Thursday, May 19, 2011

I Love The Smell Of Clean

In a few short hours I will be headed out for vacation. No worries, no distractions, no responsibilities - just the sun, the beach, and the ocean. Heaven.

I think I am all packed. I hope. There is always some last minute item that I forget, no matter how many times I go over my list. Which I have done many times tonight. But I think I am ready. And because I am neurotic I cannot leave without cleaning my house so that is off my list too. I love that right now my bathroom smells like bleach. Weird, I know.

So I ordered a couple of bathing suits online. When I got them I was really excited because they fit and I liked them but then I looked again....and one of them will have to go back.
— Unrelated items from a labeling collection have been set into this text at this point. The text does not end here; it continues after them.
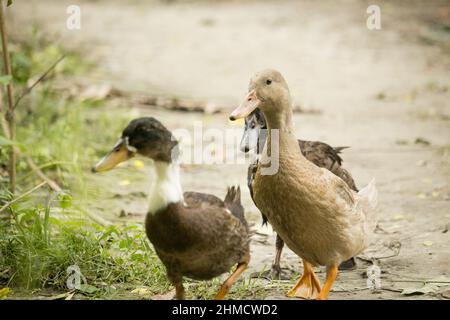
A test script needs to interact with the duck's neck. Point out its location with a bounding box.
[148,161,183,214]
[263,101,305,166]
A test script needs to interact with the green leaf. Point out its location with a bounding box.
[78,284,99,295]
[0,288,9,300]
[0,136,17,146]
[58,193,72,209]
[0,136,25,151]
[0,75,12,86]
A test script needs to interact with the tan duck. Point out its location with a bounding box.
[240,108,358,279]
[230,70,377,299]
[93,118,250,299]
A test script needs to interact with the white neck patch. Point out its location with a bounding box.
[148,161,183,213]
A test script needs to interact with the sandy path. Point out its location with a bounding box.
[14,0,450,299]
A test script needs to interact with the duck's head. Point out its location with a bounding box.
[92,117,178,172]
[240,108,267,152]
[230,69,292,121]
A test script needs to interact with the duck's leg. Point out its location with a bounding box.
[286,260,320,299]
[167,273,185,300]
[316,265,337,300]
[214,256,250,300]
[175,281,186,300]
[271,233,284,279]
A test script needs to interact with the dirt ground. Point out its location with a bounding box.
[13,0,450,299]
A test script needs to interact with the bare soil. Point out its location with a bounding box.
[13,0,450,299]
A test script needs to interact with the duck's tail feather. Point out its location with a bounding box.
[358,178,378,231]
[223,186,248,228]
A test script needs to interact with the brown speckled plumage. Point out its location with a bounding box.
[145,188,249,282]
[94,117,250,299]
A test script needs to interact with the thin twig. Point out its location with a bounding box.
[13,54,66,109]
[0,181,47,213]
[25,155,62,192]
[20,155,111,226]
[0,0,16,194]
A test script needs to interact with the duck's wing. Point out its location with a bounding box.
[298,140,358,191]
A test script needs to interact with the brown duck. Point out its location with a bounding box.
[240,108,358,279]
[93,117,250,299]
[230,70,377,299]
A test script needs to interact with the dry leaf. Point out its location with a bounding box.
[152,290,175,300]
[0,288,9,299]
[133,160,145,169]
[423,240,433,247]
[402,283,438,296]
[119,179,131,187]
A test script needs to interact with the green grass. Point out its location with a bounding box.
[0,29,266,299]
[0,28,169,297]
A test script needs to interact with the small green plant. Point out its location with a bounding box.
[0,192,169,294]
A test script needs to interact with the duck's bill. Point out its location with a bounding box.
[92,139,133,172]
[230,90,261,121]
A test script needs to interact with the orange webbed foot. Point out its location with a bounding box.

The bottoms are just not really...big enough.  I'm kicking myself because if I would have sent it back sooner I could have had my replacement by now but I waited too long so now I am one bathing suit short. I really just didn't notice it at first but I tried them on again and this time really got a good look in the mirror and I was surprised at how much booty was actually hanging out. There was definitely some cheek exposure. And out of all my bathing suits Benny likes my "Mommy Suit" the best so the itty bitty bikini bottoms are out...
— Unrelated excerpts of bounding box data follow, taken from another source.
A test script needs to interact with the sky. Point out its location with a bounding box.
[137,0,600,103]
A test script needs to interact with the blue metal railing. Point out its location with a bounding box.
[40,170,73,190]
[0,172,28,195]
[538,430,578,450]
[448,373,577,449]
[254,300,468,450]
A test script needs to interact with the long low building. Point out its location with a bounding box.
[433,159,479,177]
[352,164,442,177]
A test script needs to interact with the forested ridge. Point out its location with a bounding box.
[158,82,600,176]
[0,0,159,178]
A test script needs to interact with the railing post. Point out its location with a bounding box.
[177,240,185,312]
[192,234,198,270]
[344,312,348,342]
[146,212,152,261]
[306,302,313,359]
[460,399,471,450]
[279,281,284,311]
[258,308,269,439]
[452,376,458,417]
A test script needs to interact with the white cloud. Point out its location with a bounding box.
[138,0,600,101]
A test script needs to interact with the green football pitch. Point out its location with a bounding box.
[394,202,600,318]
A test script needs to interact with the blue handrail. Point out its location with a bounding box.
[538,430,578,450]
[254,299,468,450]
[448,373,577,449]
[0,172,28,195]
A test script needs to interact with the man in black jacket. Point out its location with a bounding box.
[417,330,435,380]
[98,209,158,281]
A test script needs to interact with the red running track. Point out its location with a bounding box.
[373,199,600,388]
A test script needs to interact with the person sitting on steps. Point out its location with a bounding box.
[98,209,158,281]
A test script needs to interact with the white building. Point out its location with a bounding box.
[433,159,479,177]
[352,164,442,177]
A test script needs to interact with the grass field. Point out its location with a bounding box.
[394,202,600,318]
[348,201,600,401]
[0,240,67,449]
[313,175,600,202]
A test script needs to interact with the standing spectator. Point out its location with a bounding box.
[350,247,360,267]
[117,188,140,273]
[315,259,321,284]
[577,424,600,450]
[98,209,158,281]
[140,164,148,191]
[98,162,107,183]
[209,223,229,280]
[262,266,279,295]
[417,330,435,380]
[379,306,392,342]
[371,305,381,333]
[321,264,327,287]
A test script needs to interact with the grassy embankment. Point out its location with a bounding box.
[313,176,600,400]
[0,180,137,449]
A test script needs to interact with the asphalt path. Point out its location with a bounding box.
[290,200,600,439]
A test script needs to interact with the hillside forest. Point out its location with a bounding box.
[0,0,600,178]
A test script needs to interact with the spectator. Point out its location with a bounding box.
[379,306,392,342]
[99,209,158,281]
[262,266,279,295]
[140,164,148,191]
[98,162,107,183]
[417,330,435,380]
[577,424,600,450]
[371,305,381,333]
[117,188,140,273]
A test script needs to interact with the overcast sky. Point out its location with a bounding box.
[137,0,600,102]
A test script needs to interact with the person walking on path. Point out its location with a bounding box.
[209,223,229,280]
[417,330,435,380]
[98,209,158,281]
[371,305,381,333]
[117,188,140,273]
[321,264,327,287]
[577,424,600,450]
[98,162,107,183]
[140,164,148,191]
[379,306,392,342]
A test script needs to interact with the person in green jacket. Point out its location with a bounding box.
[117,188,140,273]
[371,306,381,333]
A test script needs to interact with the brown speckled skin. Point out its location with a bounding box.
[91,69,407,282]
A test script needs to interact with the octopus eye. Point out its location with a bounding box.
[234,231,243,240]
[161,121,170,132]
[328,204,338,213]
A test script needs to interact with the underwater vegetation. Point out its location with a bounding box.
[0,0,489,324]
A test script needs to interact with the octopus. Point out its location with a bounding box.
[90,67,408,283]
Did a presentation today at UCO for McNair. I was teaching Methodology. Man, I miss miss miss research. I really do enjoy it. It kind of solidified that I want to get my Phd. I want that level of research experience. But then I think about taking classes and the course load and the kids and it seems...overwhelming. And I wonder, how much older will they have to be before I can take that on and not feel like it's a burden for my family? It's a family sacrifice and it makes me feel selfish to ask them to have less of me than they already do...I don't know, maybe in a few years it will seem more feasible.  
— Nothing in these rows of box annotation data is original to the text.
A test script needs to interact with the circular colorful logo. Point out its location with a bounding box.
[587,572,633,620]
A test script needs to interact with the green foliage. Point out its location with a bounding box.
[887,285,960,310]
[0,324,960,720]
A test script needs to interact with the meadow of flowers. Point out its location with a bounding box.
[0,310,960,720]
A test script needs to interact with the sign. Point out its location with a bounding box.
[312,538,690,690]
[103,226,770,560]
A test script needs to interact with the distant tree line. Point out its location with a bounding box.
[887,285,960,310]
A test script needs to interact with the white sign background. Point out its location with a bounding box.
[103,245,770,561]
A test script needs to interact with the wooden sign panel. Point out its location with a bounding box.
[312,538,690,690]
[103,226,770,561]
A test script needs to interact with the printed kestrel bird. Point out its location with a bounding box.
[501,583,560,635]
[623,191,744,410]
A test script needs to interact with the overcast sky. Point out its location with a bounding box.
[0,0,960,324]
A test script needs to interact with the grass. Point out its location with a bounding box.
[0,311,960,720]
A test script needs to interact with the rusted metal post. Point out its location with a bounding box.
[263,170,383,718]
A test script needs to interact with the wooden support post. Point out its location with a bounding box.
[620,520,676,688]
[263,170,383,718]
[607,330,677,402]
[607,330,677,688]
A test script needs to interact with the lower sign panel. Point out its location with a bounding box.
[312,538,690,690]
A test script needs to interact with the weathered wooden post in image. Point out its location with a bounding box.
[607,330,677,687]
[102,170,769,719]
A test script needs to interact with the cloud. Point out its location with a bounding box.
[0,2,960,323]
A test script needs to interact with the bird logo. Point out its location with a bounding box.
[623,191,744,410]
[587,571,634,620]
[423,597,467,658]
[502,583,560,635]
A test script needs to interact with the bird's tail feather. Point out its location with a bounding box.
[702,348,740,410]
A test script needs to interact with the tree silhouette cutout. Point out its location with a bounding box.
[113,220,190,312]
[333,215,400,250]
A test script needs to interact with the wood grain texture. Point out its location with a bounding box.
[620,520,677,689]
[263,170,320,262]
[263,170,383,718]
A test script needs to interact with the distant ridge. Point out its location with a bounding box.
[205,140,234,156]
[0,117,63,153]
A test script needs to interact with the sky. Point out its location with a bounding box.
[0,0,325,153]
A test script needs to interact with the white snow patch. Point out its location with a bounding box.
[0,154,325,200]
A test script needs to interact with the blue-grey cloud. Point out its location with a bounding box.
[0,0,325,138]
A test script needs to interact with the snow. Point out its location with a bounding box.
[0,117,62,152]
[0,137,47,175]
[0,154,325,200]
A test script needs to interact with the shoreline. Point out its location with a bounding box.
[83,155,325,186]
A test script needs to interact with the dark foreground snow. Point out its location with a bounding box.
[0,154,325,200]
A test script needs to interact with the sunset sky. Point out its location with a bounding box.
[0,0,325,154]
But I do miss the research part. And the people. Love my UCO peeps. Some absolutely amazing students. They blow me away. Talented, motivated, fearless - the kind of student I wish I would have been. And of course, I miss my friends. More like my second family. They have shared just about every major milestone in my life - masters degree, marriage, first home, babies. We've been through it all. It was a nice way to end the week before vacation...

Off to catch a few hours of sleep before we take off...beach party here I come!